The authors employed by the FWP included many who went on to conventional success, people like Nelson Algren, Saul Bellow, Arna Bontemps, Malcolm Cowley, Ralph Ellison, Zora Neale Hurston, Claude McKay, Kenneth Patchen, Philip Rahv, Kenneth Rexroth, Harold Rosenberg, Studs Terkel, Margaret Walker, Richard Wright, Frank Yerby, and others. As David A. Taylor notes in Soul of a People, his history of the FWP, “four of the first ten winners of the National Book Award in fiction and one in poetry came from this emergency relief project.”

. . . .

Thus, even though the program did actively recruit some literary stars, the author Anzia Yezierska, who’d previously worked in Hollywood, experienced enlisting in the New York FWP as a kind of proletarianization. “There was,” she wrote later, “a hectic camaraderie among us, though we were as ill-assorted as a crowd on a subway express, spinster poetesses, pulp specialists, youngsters … veteran newspapermen, art-for-art’s-sake literati, clerks and typists … people of all ages, all nationalities, all degrees of education, tossed together in a strange fellowship of necessity.”

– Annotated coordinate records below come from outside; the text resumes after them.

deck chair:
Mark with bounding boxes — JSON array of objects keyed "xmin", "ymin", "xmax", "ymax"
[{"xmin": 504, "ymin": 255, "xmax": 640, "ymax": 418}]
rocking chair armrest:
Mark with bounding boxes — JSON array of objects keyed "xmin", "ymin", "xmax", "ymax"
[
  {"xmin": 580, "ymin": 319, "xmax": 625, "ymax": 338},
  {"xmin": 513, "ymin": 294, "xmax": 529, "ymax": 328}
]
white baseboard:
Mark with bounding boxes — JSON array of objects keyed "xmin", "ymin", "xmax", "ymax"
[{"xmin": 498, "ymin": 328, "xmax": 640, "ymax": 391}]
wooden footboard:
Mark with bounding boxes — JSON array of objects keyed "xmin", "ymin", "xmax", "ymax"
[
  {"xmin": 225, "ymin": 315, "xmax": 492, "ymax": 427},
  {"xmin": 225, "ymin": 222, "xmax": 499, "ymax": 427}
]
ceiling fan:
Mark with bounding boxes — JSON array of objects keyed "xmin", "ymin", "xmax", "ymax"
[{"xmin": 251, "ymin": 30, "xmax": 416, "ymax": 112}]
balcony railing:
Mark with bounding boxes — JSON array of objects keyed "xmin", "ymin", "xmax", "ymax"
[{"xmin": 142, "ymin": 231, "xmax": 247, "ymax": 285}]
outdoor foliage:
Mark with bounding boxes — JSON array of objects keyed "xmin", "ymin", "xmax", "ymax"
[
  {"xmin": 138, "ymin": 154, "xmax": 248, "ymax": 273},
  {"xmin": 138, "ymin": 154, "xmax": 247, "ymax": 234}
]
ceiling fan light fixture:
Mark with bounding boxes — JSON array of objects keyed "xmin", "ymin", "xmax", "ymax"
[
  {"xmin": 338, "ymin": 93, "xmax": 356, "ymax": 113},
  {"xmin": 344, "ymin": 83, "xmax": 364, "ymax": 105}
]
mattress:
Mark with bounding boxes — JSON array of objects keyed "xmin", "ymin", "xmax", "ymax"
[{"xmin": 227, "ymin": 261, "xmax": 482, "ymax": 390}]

Not everyone approved of this camaraderie—W. H. Auden dismissed it as “absurd”; one of the project’s own directors complained that “all the misfits and maniacs on relief have been dumped here”

. . . .

The FWP faced especial hostility and ridicule, with one editorialist complaining that it meant that literary “pencil leaners” would join the “shovel leaners” of the WPA. Again, the authorities stressed the project’s utility, with its remit described in an official announcement as the

employment of writers, editors, historians, research workers, art critics, architects, archaeologists, map draftsmen, geologists, and other professional workers for the preparation of an American Guide and the accumulation of new research material on matters of local, historical, art and scientific interest in the United States; preparation of a complete encyclopedia of government functions and periodical publications in Washington; and the preparation of a limited number of special studies in the arts, history, economics, sociology, etc., by qualified writers on relief.

It duly enlisted its staff to labor on perhaps a thousand volumes, including 50 state and territorial guides, 30 city guides and 20 regional guides. David Taylor describes these texts, composed by a dazzling group of writers, as “a multifaceted look at America by Americans, assembled during one of the greatest crises in the country.”

Many writers resented their tasks (at one point, Yezeriska was sent to catalog the trees in Central Park); many worked on their own manuscripts on the side.

. . . .

In books like Gumbo Ya-Ya: A Collection of Louisiana Folk TalesBibliography of Chicago Negroes, and Drums and Shadows: Survival Studies among the Georgia Coastal Negroes, FWP employees collected the folklore that Zora Neale Hurston described as “the boiled-down juice of human living.” They interviewed people who had been enslaved, generating an astonishing assemblage of reminiscences. It’s thanks to the FWP that we have a small number of audio clips in which we can hear the actual voices of the survivors of slavery explaining what was done to them.

Alfred Kazin described how, in the late 1930s:

Whole divisions of writers now fell upon the face of America with a devotion that was baffled rather than shrill, and an insistence to know and to love what it knew that seemed unprecedented. Never before did a nation seem so hungry for news of itself.